(Transcribed from my field notebook.)
Weather: Chilly, overcast.
I’m Stan, and I’m a silt. Well, a silt particle to be precise, but that’s just syntax. I’m really good friends with some sand. We’re pretty inseparable, actually. They are great pals and have supported me a lot through my life as a silt. I didn’t always used to be this way, you know. In fact, I used to be a tree! I don’t know how big of a tree I was, since it’s hard to gauge your own size when everything else around you is tall, but my tree friends told me I was a nice, healthy, tall tree. I was an oak tree. A Quercus rubra, as humans would call me. But I was also a home to fungi, and epiphytes, and moss, and birds, and insects… I was like a big house, on the outside and the inside.

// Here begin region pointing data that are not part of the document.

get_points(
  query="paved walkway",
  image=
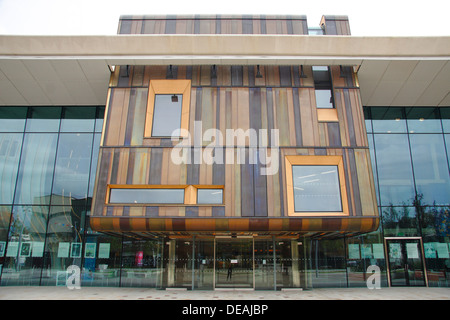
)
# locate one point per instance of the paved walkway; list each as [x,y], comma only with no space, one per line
[90,293]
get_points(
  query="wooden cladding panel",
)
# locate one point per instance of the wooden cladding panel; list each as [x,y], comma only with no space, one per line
[291,111]
[227,76]
[247,193]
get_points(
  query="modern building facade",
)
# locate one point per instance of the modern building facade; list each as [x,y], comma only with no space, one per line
[245,152]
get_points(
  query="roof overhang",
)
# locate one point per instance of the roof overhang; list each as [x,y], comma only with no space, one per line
[74,70]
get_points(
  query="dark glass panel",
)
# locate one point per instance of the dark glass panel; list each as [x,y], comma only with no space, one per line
[166,115]
[36,169]
[78,119]
[10,148]
[388,120]
[395,176]
[445,115]
[12,119]
[324,98]
[72,167]
[25,250]
[64,242]
[209,196]
[142,262]
[94,160]
[400,221]
[423,120]
[99,119]
[44,119]
[175,196]
[430,168]
[316,188]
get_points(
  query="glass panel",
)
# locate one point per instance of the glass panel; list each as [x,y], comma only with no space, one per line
[166,115]
[104,270]
[316,188]
[400,221]
[445,115]
[365,251]
[323,98]
[10,148]
[234,263]
[264,264]
[423,120]
[63,246]
[374,165]
[100,118]
[12,119]
[36,169]
[78,119]
[146,196]
[94,162]
[405,262]
[430,168]
[25,250]
[204,264]
[436,250]
[44,119]
[395,176]
[368,119]
[72,168]
[327,264]
[315,31]
[289,264]
[141,263]
[388,120]
[209,196]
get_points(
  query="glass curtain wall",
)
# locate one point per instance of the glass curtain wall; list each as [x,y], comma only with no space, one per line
[48,157]
[410,160]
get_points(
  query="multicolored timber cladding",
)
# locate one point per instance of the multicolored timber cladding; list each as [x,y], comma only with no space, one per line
[291,110]
[127,224]
[213,24]
[246,192]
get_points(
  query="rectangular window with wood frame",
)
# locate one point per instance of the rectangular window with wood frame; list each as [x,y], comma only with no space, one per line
[168,108]
[316,186]
[323,90]
[165,194]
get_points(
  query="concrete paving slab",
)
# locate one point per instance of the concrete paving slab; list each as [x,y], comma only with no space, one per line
[95,293]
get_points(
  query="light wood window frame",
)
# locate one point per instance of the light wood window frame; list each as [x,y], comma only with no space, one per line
[182,87]
[315,161]
[190,193]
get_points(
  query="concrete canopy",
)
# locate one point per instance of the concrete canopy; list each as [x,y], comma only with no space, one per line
[74,70]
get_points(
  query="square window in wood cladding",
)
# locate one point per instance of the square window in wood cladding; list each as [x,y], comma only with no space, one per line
[328,161]
[168,87]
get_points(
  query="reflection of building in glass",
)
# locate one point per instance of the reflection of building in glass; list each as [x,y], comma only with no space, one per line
[362,149]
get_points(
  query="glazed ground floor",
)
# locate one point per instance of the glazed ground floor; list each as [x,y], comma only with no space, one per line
[246,262]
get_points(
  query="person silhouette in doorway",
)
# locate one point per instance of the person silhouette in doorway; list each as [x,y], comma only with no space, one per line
[230,271]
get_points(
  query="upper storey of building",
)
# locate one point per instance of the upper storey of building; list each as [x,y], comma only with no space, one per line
[231,24]
[75,70]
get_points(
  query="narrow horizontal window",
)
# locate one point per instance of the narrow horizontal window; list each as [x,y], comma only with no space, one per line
[147,196]
[209,196]
[316,189]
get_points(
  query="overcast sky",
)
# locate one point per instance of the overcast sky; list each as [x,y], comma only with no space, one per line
[100,17]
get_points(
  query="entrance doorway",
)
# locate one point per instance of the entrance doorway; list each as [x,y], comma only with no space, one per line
[405,261]
[234,263]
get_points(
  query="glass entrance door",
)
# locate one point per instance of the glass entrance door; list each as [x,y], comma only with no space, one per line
[234,263]
[406,266]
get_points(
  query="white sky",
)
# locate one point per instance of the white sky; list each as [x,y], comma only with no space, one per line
[100,17]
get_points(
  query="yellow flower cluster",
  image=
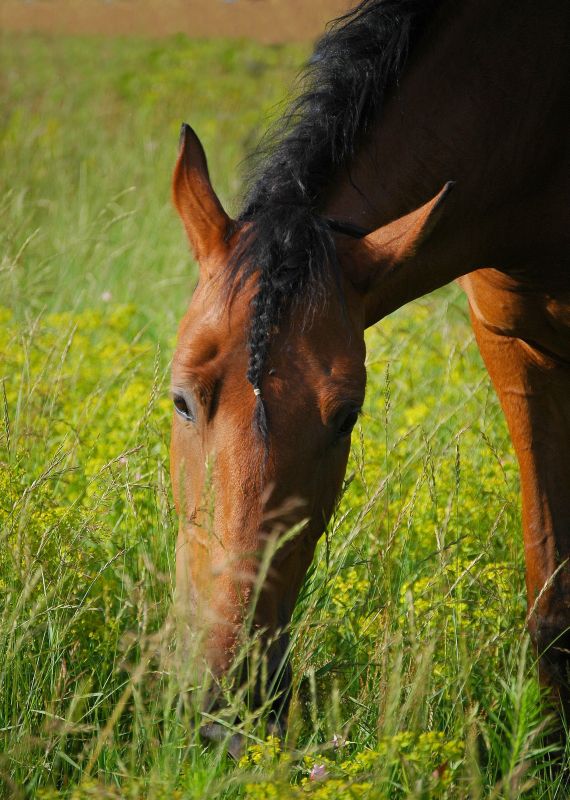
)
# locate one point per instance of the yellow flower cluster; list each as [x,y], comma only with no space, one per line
[401,759]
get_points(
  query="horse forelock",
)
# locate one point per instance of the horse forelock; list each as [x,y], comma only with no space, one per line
[288,248]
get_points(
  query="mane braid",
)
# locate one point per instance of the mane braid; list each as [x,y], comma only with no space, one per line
[287,246]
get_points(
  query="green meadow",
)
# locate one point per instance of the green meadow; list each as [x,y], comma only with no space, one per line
[413,677]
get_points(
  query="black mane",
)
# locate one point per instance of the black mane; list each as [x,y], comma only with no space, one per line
[289,247]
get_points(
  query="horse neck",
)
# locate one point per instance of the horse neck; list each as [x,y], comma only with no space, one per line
[469,109]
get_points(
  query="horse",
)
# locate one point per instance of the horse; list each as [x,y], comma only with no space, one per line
[428,144]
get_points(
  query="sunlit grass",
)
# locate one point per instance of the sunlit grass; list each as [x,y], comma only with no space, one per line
[412,674]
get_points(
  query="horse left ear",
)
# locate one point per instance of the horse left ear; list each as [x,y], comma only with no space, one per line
[207,224]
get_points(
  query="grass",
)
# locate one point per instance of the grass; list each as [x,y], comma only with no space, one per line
[413,676]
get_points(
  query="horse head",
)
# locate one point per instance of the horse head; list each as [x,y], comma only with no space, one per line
[259,452]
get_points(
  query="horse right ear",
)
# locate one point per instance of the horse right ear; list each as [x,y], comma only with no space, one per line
[207,224]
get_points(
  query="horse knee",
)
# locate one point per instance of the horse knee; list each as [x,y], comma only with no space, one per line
[550,634]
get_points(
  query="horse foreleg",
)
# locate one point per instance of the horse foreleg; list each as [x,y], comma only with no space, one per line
[534,391]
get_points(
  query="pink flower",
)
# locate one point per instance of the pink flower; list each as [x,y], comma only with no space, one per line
[318,773]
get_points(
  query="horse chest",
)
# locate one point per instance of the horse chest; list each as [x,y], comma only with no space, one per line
[509,308]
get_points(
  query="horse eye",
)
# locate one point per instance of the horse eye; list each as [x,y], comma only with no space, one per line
[348,423]
[182,408]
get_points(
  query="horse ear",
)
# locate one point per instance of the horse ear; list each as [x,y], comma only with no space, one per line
[403,238]
[386,266]
[207,224]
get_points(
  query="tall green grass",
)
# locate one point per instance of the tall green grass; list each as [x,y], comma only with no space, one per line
[413,678]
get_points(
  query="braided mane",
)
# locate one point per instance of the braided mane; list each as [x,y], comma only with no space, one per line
[288,246]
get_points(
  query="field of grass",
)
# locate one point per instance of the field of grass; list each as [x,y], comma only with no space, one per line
[413,678]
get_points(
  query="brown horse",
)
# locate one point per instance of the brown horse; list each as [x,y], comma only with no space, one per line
[350,216]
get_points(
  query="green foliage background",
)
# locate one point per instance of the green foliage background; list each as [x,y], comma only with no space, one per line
[412,672]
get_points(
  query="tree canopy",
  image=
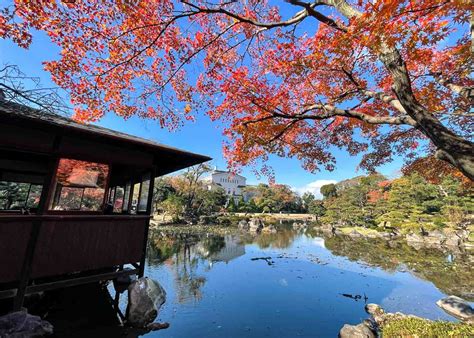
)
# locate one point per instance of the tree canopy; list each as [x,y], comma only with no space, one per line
[382,78]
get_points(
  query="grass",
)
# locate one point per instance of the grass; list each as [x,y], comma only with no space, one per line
[361,230]
[416,327]
[195,229]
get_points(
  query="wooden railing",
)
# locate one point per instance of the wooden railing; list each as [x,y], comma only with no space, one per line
[43,246]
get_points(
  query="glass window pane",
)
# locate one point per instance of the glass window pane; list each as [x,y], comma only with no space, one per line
[144,193]
[92,199]
[69,198]
[34,196]
[80,185]
[111,194]
[13,195]
[126,197]
[118,199]
[135,195]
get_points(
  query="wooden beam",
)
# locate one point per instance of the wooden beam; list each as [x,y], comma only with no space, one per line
[68,282]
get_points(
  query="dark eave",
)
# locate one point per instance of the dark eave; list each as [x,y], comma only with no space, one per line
[176,158]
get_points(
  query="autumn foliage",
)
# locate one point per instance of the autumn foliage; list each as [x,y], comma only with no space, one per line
[382,78]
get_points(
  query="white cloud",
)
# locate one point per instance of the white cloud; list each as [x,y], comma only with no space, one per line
[314,187]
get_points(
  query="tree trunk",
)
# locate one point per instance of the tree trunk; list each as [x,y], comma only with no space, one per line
[450,147]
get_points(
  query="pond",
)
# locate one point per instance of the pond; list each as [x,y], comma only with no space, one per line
[294,283]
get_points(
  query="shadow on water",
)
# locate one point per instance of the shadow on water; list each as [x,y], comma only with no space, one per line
[306,285]
[217,287]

As a tree, I was no stranger to losing limbs. Sometimes a big gust of wind would shake me and snap off twigs. Other times, lightning would strike and burn off large branches. The wounds always healed, though. And my friends made me feel at home even at times of loss. After a few hundred years of being a pretty happy tree, I was uprooted by a particularly bad storm. The feeling of tipping still wakes me up at night. You wouldn’t believe the sound as the bark and wood splintered, and I crashed upon the ground. There was stillness then. But it took a long, long time for the life to ooze into the soil and out of the tree. Over hundreds of years, I’ve heard a lot of things from the birds, the insects, the moss and the trees. But of all the conversations, I think one stands out in my mind the most. I heard two humans talking about what happens after they die. I listened as they argued if there was an “afterlife” (which they never described, so I don’t know what they meant exactly) or if they just faded away into nothingness. How absurd! The trees have spoken the wisdom of the earth as with all creatures. The stuff that made us trees will just become other trees or animals or plants or fungi and the cycle will continue. There is no such thing as death! But how could I communicate with these humans? I rustled my leaves, but they didn’t notice.
I wanted to tell them that it’s the highest honor to be a part of the soil, that which gives everything life. That which supports the entire food chain! Everything leans on the soil. Everything becomes the soil eventually. Now I’m a silt in the soil, and I feel at home giving life to my friends, who can still hear me through the ground. I loved being a tree, but things didn’t end for me once my shape changed, once my bark and wood was eaten away and stepped on, once my leaves withered and fell. I live in the soil now, with my ancestors and friends and family, and all the others that rush around me. It’s not so bad here.